After comparing air quality data from the Beijing Environmental Protection Bureau, the Delhi Pollution Control Committee and the Central Pollution Control Board, the CSE found that Beijing has worked much harder in reducing pollution and achieved a lot on that front. On the other hand, Delhi is losing the race very fast and is more polluted than Beijing.

Both cities face serious pressures to clean up their air. But Delhi seems to lack Beijing’s scale, stringency and frenetic pace of action.

After years of consistent and aggressive efforts, Beijing has evidence to show an improvement in its air quality. Delhi, on the other hand, has lost its air quality gains due to weak enforcement.

The Capital has introduced Euro IV emission standards. All buses and auto-rickshaws and some taxis run on CNG. Public transport has been augmented by the Metro and new buses, but the scale is not adequate. Since 2000, many studies have been published that give evidence of the smog’s toxic risk to Delhiites. Many of these studies have been carried out by doctors at the All-India Institute of Medical Sciences, Vallabhbhai Patel Chest Institute and St. Stephen’s Hospital.

Over the years, these hospitals have reported prevalence of chronic respiratory symptoms, increase in emergency room visits during the winter for asthma, chronic obstructive lung disease and heart attacks.

The reports show vitamin D deficiency in children living in polluted localities. This increases their risk of developing rickets and eye disorders.
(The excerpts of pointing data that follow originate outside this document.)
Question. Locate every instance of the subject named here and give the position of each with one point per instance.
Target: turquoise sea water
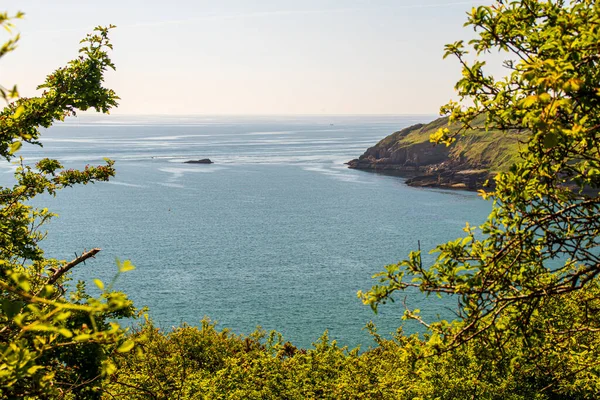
(278, 232)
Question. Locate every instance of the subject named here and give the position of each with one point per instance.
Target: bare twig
(67, 267)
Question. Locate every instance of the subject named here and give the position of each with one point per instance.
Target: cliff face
(467, 164)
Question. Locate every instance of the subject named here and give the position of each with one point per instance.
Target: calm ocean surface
(278, 232)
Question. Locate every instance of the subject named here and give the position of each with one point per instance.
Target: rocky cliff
(467, 164)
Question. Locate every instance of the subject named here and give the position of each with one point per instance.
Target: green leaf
(11, 307)
(15, 146)
(126, 346)
(550, 140)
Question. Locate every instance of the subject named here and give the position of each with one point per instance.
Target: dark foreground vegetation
(525, 283)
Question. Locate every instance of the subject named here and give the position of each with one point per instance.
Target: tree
(52, 344)
(528, 279)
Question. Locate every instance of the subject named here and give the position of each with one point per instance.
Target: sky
(253, 57)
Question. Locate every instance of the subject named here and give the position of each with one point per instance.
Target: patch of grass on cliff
(494, 150)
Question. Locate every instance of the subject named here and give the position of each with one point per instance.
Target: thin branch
(67, 267)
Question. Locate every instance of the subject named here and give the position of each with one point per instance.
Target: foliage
(203, 363)
(528, 280)
(52, 344)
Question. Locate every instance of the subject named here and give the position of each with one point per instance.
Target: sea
(277, 233)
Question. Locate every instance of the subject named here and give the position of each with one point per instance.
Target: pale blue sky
(254, 57)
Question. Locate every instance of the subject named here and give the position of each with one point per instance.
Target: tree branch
(67, 267)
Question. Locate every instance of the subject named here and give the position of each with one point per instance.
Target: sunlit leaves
(539, 247)
(45, 335)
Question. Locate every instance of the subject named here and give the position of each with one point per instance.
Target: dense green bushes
(526, 284)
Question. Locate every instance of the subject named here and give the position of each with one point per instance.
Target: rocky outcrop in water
(467, 164)
(202, 161)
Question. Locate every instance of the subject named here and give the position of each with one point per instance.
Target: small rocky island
(202, 161)
(467, 164)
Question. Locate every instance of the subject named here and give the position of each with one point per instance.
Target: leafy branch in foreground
(52, 344)
(529, 277)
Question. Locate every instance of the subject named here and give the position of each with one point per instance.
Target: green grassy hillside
(493, 150)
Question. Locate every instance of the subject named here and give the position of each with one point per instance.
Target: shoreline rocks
(422, 162)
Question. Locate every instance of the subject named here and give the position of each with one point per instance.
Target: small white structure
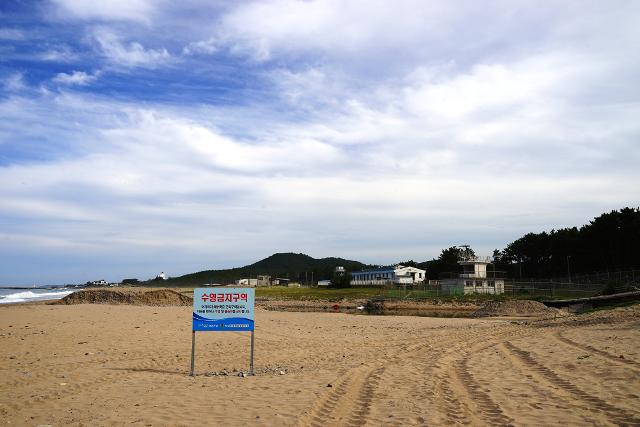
(398, 275)
(252, 283)
(474, 279)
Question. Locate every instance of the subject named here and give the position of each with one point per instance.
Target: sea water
(9, 296)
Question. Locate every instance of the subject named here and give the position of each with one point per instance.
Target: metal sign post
(222, 309)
According to the CSE, Delhi needs aggressive and time-bound action to meet clean air standards and reduce public health risks. The city will have to meet the ambient air quality standards prescribed by the 12 Five Year Plan by the end of the plan period. This requires time-bound action plan for each source of pollution, especially automobiles.

Restricting car usage, upgrading public transport with walking and cycling access, and leapfrogging vehicle emissions standards to Euro V and Euro VI are the options available.

To control vehicular pollution and congestion, the authorities in Beijing have already fixed the number of cars that can be sold in one year to 2,40,000. This year onwards, this limit will be lowered further to 1,50,000 new licenses annually.